東海林の冷徹な一喝――のぶは記者失格なのか?
場面は高知新報編集部へ。東海林明(津田健次郎)は若松のぶ(今田美桜)に「記者には向いていない」と断じ、同情一辺倒の記事姿勢を痛烈に批判します。
私のひとこと感想:東海林がのぶに対して厳しい言葉をかけたのは本心ではあると思うけど、のぶが薪鉄子先生の元へ行く決意を後押しするためだったと思いたい。ジャーナリズムの“客観性”と“当事者意識”はしばしば対立します。東海林はあえて冷徹な視点を示し、のぶに「自分の活躍できる場所」を選ばせようとしたのでは? と見ると、あの辛辣さにも納得がいきます。
次郎の手帳・薪鉄子・釜じぃ――三つの声がのぶを東京へ押し出す
のぶは深夜、亡き夫・次郎の手帳に記された速記メッセージを読み返します。そこに薪鉄子(戸田恵子)の理想と釜じぃの言葉が重なり、彼女の背中を強く押しました。
私のひとこと感想:次郎の速記メッセージも、釜じいの言葉も常にのぶを後押しする原動力になりそうだ。一人の女性を未来へ駆り立てる“過去の声”というモチーフ。戦後復興という時代背景の中で、過去を糧に前進する若者像が鮮やかに描かれています。
東京行きを宣言――嵩の胸中はいかに?
家族と柳井嵩(北村匠海)が集う中、のぶは「東京で薪鉄子先生の手伝いをする」と宣言します。
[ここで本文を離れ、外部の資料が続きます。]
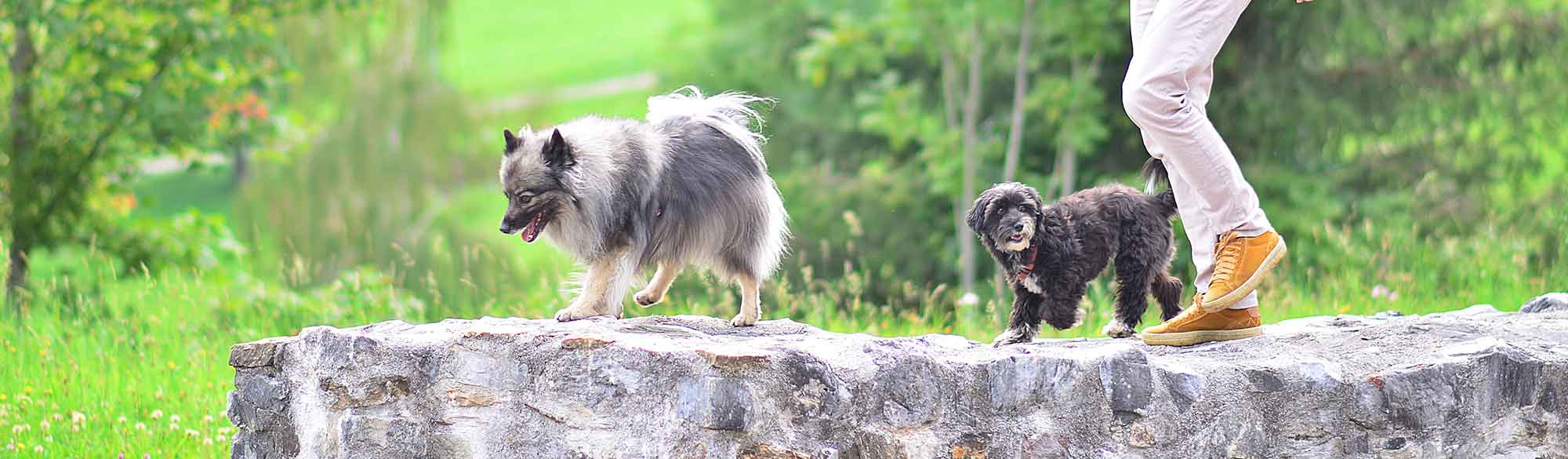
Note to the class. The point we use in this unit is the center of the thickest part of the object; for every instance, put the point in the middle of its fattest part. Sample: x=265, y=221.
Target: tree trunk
x=242, y=166
x=23, y=60
x=1067, y=170
x=967, y=244
x=1015, y=136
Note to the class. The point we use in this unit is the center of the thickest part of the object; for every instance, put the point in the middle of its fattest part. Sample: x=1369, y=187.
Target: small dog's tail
x=1155, y=173
x=728, y=112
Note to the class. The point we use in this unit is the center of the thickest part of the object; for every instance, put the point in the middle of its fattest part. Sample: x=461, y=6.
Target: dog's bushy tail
x=728, y=112
x=1155, y=175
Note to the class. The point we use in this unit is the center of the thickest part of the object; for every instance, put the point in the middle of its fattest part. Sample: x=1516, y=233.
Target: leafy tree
x=1445, y=115
x=921, y=92
x=96, y=86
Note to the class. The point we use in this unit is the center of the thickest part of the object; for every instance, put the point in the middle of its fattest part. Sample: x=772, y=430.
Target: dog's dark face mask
x=534, y=183
x=1007, y=216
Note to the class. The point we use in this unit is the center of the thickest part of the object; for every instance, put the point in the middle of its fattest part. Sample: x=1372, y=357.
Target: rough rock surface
x=1473, y=384
x=1556, y=302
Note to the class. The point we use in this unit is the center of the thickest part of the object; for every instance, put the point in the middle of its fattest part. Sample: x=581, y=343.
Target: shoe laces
x=1227, y=257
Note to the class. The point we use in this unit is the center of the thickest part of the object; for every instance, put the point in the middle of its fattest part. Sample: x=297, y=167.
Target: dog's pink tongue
x=532, y=231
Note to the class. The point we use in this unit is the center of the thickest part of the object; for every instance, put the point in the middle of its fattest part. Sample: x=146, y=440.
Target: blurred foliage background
x=178, y=177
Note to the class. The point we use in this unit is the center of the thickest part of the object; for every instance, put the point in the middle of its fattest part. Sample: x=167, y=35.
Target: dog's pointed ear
x=514, y=142
x=978, y=211
x=557, y=153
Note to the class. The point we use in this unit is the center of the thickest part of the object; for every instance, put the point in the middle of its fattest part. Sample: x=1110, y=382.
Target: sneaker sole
x=1250, y=285
x=1188, y=338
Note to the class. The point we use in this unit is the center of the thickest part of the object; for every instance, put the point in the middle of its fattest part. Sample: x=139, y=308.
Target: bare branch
x=1015, y=136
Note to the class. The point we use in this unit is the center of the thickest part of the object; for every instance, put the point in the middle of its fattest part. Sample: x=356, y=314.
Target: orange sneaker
x=1240, y=264
x=1197, y=326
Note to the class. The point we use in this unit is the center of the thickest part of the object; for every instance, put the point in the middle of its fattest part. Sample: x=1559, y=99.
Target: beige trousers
x=1169, y=81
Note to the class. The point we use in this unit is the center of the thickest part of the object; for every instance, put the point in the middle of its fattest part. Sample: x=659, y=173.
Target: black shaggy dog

私のひとこと感想:のぶの東京行きの決意を聞いて嵩はどう思ったのだろうか。行ってほしくない気持ちと応援したい気持ちどっちが強いのか気になるところ。嵩の表情は複雑でした。恋慕・尊敬・仲間意識――複数の感情が同時にゆらぐ演技が秀逸。視聴者に“行かせたい/留めたい”を二重で味わわせる脚本の巧みさに脱帽です。
ヤムおんちゃん特製「あんぱんもどき」の味と釜じぃの遺言
不足する材料の中、ヤムおんちゃんが即興で焼き上げたのはトウモロコシ粉と芋あんのあんぱんもどき。
私のひとこと感想:トウモロコシの粉と芋のあんで焼いた「あんぱんもどき」がどんな味がするのか俺も食べてみたいぞ!釜じぃの遺影の前で家族と嵩がほおばるその味は、哀しみを優しく包む甘さだったに違いありません。材料不足という制約を逆手に取った“工夫の味”が戦後日本らしい。リアリティと郷愁を同時に刺激する小道具でした。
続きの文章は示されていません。